They create a repository of meta data by "crawling" a file system or reading a data stream and capturing the file attributes and/or the content of each file. They don't actually store the file in the repository, but instead store the data as individual attributes or entire full-text indexes. The initial process for all but two of the tools described in this article is fairly slow (they may have to read millions of documents); however, after the initial crawl, they all have the ability to do incremental crawls on a periodic basis, which run faster with less impact on the file system. The repositories are then searched to produce reports or take actions on the file. In general, the size of a repository will run from 3% to 15% of the total amount of storage being classified, depending on the type of files and the amount of data kept in the repository (file attributes, specific patterns or full text).

Refining reports
While all the products described in this article provide canned reports, data classification exercises often produce reports that have thousands, or even millions, of lines that may need further refinement and data manipulation to be useful for your data management tasks. To better understand and analyze a report's trends, you'll probably need to consolidate, filter and manipulate the report's data.

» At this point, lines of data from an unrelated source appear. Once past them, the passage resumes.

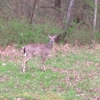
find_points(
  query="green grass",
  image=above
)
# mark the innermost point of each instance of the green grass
(74, 76)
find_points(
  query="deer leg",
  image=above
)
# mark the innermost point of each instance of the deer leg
(25, 62)
(43, 61)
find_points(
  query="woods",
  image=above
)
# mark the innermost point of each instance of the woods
(68, 18)
(49, 50)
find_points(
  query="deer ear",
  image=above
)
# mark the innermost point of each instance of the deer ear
(49, 36)
(55, 36)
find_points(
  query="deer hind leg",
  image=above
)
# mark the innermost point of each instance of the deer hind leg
(26, 59)
(43, 62)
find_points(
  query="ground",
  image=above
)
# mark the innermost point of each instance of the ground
(73, 73)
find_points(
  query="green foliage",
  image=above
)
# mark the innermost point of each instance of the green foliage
(14, 31)
(72, 76)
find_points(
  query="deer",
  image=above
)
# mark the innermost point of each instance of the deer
(42, 50)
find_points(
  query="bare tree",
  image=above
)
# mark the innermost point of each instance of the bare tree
(69, 13)
(32, 14)
(57, 4)
(95, 15)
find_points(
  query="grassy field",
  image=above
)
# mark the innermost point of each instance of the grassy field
(70, 75)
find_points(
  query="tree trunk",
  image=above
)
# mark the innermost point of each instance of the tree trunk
(62, 35)
(32, 15)
(95, 15)
(69, 13)
(58, 4)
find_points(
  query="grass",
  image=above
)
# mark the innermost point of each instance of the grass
(74, 75)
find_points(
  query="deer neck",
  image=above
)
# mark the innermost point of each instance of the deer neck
(49, 45)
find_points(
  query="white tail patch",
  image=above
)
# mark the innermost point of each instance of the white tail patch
(25, 54)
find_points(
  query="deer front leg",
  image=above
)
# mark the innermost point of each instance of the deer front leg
(25, 62)
(43, 62)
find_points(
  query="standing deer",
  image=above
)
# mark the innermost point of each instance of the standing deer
(42, 50)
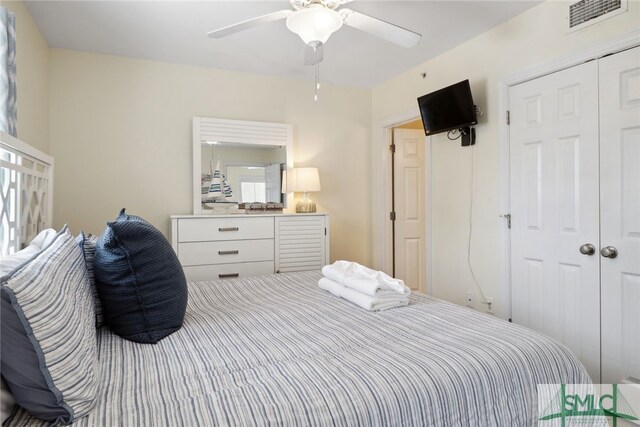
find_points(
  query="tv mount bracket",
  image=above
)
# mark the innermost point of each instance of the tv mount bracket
(468, 136)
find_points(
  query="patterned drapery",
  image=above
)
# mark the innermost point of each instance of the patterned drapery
(8, 112)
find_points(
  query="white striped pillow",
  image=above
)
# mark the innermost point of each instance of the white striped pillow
(49, 353)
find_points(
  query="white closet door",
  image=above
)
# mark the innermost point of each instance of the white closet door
(410, 207)
(554, 208)
(620, 214)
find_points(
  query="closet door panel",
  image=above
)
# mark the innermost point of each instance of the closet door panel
(554, 208)
(620, 214)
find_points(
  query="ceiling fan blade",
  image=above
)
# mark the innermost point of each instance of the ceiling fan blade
(241, 26)
(377, 27)
(314, 54)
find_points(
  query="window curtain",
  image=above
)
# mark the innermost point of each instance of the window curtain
(8, 113)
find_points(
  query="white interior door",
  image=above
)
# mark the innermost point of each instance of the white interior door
(410, 224)
(620, 214)
(554, 209)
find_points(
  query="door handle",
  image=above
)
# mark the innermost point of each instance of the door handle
(587, 249)
(609, 252)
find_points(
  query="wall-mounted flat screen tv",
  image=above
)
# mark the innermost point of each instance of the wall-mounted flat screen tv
(448, 109)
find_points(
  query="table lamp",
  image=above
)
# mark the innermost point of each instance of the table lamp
(304, 180)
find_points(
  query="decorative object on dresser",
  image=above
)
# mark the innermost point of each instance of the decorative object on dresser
(304, 180)
(261, 207)
(228, 246)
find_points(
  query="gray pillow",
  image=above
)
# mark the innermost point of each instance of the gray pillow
(7, 402)
(49, 356)
(88, 244)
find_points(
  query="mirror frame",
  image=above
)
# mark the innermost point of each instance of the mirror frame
(239, 132)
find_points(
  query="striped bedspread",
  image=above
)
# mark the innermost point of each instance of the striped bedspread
(277, 350)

In most cases, using a relational database is the best method for analyzing and reporting the data. Even if your information and classification management (ICM) product creates reports, the size of the data set or limitations of the report generator will often require summarizing or filtering the data for decision making. Most of the tools don't allow much flexibility in output (graphs, tables, etc.). Spreadsheets can be appropriate for small datasets or for creating specific reports, but databases are generally the best repositories because of their ability to filter and sort data based on specific queries and extracts. All of the ICM products described in this article can output their data in either comma-separated values (CSV) or XML formats, which can easily be imported into databases or spreadsheets.

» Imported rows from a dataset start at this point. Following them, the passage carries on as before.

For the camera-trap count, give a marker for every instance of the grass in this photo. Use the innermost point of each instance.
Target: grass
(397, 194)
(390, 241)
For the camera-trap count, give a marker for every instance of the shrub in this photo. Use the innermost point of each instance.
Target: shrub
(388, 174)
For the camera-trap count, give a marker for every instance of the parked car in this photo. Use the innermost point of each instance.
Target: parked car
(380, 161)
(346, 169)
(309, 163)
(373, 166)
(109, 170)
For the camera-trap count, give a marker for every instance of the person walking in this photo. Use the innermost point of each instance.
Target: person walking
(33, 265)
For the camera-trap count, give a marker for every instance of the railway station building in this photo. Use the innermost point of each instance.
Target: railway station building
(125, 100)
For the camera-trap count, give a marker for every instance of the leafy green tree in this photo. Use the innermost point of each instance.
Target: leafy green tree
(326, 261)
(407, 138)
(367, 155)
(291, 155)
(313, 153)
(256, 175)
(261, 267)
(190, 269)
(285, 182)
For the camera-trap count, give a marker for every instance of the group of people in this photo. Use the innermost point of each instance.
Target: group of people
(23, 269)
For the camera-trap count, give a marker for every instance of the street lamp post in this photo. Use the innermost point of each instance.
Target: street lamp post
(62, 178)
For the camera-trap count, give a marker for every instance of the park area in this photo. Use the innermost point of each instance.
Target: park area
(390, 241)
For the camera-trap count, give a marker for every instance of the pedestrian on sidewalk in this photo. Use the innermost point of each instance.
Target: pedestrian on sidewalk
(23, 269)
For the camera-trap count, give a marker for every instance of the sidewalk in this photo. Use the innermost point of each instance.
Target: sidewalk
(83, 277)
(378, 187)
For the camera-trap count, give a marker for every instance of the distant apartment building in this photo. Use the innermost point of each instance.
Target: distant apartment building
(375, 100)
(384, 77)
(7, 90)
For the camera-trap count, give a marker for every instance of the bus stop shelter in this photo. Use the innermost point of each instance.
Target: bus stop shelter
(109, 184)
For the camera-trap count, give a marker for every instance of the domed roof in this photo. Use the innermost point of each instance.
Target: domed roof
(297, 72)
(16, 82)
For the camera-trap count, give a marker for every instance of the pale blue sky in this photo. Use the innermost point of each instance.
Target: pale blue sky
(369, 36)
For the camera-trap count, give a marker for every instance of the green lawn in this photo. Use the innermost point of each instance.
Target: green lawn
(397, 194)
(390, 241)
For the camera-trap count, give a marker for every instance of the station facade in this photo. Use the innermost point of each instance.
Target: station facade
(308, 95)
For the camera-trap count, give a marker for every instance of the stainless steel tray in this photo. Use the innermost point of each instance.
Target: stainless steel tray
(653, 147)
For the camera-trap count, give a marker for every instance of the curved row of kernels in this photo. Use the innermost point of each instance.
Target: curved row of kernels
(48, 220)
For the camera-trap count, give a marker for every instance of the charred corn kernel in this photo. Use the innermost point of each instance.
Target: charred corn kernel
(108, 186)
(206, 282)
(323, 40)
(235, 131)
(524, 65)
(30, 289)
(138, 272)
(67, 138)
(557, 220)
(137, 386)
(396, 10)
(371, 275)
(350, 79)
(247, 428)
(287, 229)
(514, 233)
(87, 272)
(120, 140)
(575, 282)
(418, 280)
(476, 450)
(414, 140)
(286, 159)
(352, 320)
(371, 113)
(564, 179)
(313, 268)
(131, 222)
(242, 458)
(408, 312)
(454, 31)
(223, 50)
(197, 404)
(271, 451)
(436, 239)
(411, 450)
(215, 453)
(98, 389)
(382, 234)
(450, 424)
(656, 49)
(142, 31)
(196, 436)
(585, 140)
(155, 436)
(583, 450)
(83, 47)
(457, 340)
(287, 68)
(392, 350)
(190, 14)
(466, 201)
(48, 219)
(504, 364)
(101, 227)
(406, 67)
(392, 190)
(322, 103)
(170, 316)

Reporting on classification
Some offerings have canned reports for file aging, file type, file ownership and so on, with detailed and summary levels, and the ability to chart and graph data (see "Refining reports," at right). Most have graphical report engines that allow you to design custom reports by clicking on search patterns or entering regular/Boolean expressions as you would do with an Internet search engine. Some ICM tools go beyond basic classification and search capabilities and can manage, archive, retain, deduplicate or delete data; the long-term roadmaps of all ICM products include plans to introduce new features in this area. Most of the tools come from small independent vendors, although a few have established strong OEM partnerships or are looking to do so.

The list of data classification tools in this article isn't exhaustive; the products discussed were chosen because they're recognized as market leaders by users and analysts, or because their functionality is unique and compelling. Many new vendors have entered this space in the last six months, and some with existing file-attribute classification tools are adding content capability.

Abrevity Inc.
Abrevity offers two data classification products, FileData Classifier and FileData Manager. They generally share the same functionality, but FileData Classifier, targeted at the small- to medium-sized business (SMB), has a 3TB limit and can't be combined with Abrevity's database module. The products have broad capabilities, including tagging, migration, discovery and copy. Abrevity has done a good job of finding other vendors to partner with to offer greater functionality. This includes a partnership with Intellisophic Inc. to provide vertical industry regulatory lexicons and taxonomic content. The firm recently announced a fully integrated SMB-focused archiving appliance with disk and tape capability using QStar Technologies Inc.'s hierarchical storage management and Breece Hill LLC's disk and tape storage appliance, which gives it an integrated data management solution that includes tape. In addition, the products can perform specialized database and laboratory classifications that are offered as advanced upgrade modules.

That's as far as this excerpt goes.